Inheriting family business. Swift Safaris Bus Company was thrust in Ali Lubega Elipa’s hands following the demise of his father. He picked up the pieces of the company amidst family disputes and has steered it to where it is.

Tuesday June 24 2014

Mr Ali Lubega Elipa,Swift Safaris.

Mr Ali Lubega Elipa,Swift Safaris. Photos by Rajab MUKOMBOZI 


Not many Ugandan businesses survive when the founder parents pass on, leaving them in the hands of their children. But it is a different case for Ali Lubega Elipa, the director of Swift Safaris Bus Company in Mbarara District, a company he took over when his father, the company founder, Hajji Musa Matovu, died in April 2010.

Lubega, who graduated with a Bachelor’s degree in Mass Communication at Makerere University and was working as a business development manager with MTN, said he used to earn more than Shs2 million every month when his father died.

It later occurred to Lubega that he had to keep his father’s dream alive in the public transport sector in addition to supporting his family since this was one of the major family sources of income.

Taking up business

Swift Safaris Bus Company was, before Hajj Musa’s death, operated by business partners but not brothers (Hajj Musa Matovu and Leo Beyagira) running it as a joint venture.

Lubega took up the management of Swift Safaris buses in 2012, two years after his father’s death, but he describes the transition as challenging. “Our father kept us away from his businesses, he wanted us to study and focus on other things,” said Lubega adding how he had to find his way. “His death was sudden; he had not arranged for the takeover of his business. So I was totally green on where and how to begin.”

Worse still, following the misfortune, the business was thrown at him by his late father’s business partner without proper records.

“I think there was no good will from him after my father’s death because he run this business for two years alone. When we asked him for accountability, that’s when he gave us just six buses which were also old, saying this was our share, yet the company had 20 buses,” he adds.

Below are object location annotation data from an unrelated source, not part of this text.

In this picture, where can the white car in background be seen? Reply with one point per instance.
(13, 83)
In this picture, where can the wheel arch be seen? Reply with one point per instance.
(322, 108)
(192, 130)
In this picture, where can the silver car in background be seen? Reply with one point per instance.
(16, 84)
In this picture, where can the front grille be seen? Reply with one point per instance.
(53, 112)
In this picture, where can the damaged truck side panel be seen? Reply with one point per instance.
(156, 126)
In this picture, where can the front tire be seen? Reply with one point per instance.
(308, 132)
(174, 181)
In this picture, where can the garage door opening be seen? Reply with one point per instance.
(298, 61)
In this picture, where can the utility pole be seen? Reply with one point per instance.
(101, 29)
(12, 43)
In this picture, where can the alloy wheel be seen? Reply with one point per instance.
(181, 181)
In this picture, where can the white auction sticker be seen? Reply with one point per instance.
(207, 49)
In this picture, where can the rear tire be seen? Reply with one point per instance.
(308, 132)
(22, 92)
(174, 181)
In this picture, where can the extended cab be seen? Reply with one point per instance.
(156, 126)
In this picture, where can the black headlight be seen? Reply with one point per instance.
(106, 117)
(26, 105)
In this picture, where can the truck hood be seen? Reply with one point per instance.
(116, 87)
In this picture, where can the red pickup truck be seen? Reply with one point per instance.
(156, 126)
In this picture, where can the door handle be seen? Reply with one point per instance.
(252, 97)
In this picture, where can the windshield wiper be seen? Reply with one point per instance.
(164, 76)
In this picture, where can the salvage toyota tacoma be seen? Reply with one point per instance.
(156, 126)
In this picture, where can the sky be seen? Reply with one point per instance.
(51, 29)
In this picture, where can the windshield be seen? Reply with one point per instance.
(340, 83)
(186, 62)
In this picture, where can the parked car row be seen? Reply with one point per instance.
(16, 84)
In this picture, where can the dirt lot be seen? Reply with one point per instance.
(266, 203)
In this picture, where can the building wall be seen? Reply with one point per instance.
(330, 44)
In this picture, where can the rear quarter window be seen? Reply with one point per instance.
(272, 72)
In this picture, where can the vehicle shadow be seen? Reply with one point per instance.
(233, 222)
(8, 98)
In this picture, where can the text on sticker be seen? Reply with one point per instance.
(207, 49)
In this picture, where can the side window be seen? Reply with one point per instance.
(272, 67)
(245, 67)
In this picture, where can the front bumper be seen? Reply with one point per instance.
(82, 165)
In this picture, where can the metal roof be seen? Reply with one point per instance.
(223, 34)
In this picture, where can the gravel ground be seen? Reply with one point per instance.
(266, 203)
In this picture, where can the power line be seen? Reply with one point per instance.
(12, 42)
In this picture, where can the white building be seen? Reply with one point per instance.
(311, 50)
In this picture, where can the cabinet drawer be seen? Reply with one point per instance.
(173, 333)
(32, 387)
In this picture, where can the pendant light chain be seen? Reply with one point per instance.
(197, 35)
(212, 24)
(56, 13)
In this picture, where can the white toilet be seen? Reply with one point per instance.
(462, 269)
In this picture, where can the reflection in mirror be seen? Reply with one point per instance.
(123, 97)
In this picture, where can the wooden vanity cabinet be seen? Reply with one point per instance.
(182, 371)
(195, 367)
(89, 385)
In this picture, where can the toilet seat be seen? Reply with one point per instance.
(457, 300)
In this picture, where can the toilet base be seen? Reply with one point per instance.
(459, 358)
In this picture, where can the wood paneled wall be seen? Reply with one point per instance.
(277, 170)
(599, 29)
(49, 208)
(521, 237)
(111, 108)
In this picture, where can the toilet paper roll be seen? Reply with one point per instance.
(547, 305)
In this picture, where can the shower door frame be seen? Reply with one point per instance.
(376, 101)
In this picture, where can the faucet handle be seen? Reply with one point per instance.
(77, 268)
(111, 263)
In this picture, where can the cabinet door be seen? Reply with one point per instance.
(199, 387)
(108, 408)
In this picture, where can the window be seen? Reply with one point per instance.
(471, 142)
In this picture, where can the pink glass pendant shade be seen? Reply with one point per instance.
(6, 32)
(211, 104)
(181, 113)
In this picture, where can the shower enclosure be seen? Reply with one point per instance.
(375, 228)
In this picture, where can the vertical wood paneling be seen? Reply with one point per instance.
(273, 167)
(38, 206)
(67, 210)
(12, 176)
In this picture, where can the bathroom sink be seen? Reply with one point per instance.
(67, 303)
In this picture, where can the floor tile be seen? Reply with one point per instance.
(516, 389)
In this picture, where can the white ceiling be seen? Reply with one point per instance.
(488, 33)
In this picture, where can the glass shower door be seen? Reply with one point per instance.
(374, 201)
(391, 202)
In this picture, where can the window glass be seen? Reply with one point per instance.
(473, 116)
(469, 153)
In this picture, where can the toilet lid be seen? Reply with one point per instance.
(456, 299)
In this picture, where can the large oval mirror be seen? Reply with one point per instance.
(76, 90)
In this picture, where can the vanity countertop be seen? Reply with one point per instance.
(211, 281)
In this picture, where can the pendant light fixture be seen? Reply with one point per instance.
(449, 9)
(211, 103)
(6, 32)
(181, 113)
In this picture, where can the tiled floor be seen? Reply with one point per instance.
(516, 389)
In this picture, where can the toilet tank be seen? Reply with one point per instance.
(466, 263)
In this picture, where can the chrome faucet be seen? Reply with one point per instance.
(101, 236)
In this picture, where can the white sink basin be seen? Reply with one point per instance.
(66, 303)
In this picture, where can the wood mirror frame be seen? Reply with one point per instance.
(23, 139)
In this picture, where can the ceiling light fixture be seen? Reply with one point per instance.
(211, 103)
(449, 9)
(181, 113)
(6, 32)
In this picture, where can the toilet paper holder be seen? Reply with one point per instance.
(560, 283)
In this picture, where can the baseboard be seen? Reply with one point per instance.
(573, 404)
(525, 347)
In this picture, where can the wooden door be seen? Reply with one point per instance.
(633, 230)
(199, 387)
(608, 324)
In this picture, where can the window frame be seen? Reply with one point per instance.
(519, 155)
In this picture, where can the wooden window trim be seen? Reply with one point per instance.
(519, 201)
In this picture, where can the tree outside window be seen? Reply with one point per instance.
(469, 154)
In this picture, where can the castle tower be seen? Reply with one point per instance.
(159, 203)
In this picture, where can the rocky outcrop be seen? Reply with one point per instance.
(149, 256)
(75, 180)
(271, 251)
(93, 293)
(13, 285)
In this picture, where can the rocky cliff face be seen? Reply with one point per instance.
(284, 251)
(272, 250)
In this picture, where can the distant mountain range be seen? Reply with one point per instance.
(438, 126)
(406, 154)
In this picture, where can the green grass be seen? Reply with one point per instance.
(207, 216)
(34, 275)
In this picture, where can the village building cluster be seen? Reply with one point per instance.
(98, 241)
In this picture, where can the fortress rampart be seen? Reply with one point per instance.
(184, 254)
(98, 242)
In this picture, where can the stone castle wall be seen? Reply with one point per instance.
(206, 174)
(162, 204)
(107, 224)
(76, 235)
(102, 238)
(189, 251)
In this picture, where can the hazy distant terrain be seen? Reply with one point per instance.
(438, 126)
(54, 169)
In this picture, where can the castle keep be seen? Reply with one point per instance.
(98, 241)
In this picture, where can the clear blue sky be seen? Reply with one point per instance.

With no prior experience on how to run the business, Lubega took up the risky and unpredictable business. In the midst of this mess, Lubega was informed of yet another business partner to his father that he had to contend with.

On getting business back on track, Lubega said he had to rely on credit facilities and loans at first but added most of these have now been paid up.

Attracting clients

The buses have free wireless Internet and television that entertain passengers. The reclining seats and sockets to charge phones also make it convenient for travellers.

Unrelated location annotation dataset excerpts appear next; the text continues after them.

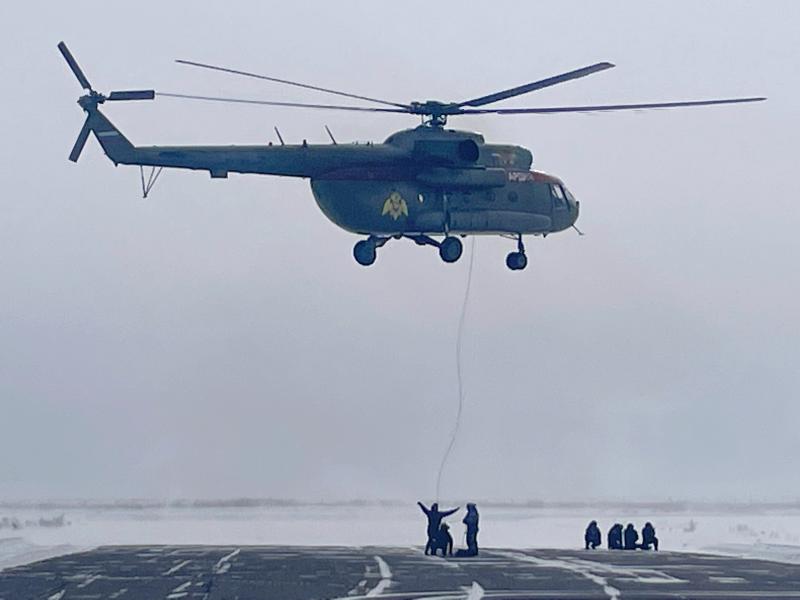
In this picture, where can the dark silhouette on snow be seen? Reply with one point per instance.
(471, 521)
(592, 536)
(615, 537)
(434, 522)
(443, 541)
(649, 537)
(631, 537)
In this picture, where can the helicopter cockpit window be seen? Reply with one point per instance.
(559, 200)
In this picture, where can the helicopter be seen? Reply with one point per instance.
(429, 184)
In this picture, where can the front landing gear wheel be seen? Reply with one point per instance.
(364, 252)
(450, 249)
(516, 261)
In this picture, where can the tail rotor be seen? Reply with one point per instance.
(90, 101)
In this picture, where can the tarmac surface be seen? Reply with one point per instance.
(305, 573)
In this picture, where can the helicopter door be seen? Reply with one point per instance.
(559, 198)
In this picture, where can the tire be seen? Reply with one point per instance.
(516, 261)
(450, 249)
(364, 253)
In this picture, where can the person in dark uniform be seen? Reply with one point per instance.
(443, 541)
(592, 536)
(649, 537)
(631, 537)
(434, 522)
(471, 521)
(615, 537)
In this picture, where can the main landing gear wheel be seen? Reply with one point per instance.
(516, 261)
(365, 252)
(450, 249)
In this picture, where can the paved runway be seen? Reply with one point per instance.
(305, 573)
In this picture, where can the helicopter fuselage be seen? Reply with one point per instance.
(429, 181)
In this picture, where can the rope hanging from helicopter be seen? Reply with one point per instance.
(459, 340)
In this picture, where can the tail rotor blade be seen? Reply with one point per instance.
(80, 142)
(132, 95)
(73, 64)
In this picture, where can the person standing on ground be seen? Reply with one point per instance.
(649, 537)
(592, 536)
(471, 521)
(615, 537)
(434, 522)
(631, 537)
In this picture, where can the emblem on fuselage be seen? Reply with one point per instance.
(395, 206)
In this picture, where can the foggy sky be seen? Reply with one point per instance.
(218, 340)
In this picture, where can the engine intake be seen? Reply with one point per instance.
(465, 152)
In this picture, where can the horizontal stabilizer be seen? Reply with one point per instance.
(132, 95)
(80, 142)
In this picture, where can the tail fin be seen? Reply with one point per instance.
(115, 145)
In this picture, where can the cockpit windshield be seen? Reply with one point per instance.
(559, 199)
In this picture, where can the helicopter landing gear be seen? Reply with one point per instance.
(450, 249)
(365, 251)
(516, 261)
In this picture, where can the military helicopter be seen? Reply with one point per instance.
(423, 183)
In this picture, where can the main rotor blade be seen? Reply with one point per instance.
(607, 107)
(132, 95)
(289, 104)
(287, 82)
(80, 142)
(537, 85)
(73, 64)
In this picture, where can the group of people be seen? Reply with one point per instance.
(439, 537)
(619, 539)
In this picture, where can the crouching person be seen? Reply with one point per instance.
(443, 541)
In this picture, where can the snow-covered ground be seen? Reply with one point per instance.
(33, 533)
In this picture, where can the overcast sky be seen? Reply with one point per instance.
(218, 340)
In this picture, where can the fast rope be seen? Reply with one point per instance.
(459, 338)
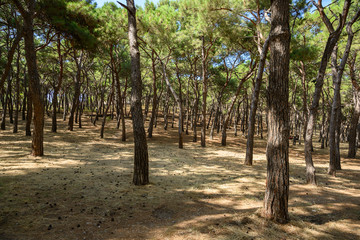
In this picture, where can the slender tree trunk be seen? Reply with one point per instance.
(356, 114)
(10, 56)
(155, 101)
(57, 86)
(254, 104)
(277, 151)
(17, 92)
(109, 101)
(5, 106)
(77, 86)
(336, 106)
(330, 44)
(141, 158)
(204, 78)
(34, 79)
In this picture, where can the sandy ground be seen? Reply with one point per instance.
(81, 189)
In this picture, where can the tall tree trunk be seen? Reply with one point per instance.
(204, 78)
(5, 106)
(10, 56)
(277, 151)
(17, 92)
(254, 104)
(109, 101)
(34, 79)
(141, 157)
(330, 44)
(77, 86)
(356, 114)
(57, 86)
(337, 71)
(155, 101)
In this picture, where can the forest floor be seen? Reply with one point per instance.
(82, 189)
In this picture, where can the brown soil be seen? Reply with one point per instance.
(81, 189)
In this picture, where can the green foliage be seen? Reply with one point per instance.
(75, 19)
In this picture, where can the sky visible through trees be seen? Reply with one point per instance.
(225, 89)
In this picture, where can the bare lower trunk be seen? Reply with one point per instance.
(254, 105)
(277, 151)
(141, 157)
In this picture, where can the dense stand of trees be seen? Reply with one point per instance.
(202, 62)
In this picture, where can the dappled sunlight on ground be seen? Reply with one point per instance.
(82, 189)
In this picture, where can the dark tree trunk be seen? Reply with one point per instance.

Transport fares from Mbarara to Kampala are between Shs13,000 and Shs15,000 depending on the circumstances. He describes the peak season as December and January, this being a period for the Christmas festive season and students going back to schools and the low season being June, July and October.


The company has expanded from the six to 15 buses. “I have paid off some debts. I had inherited more than Shs750 million when I took over this business,” he says.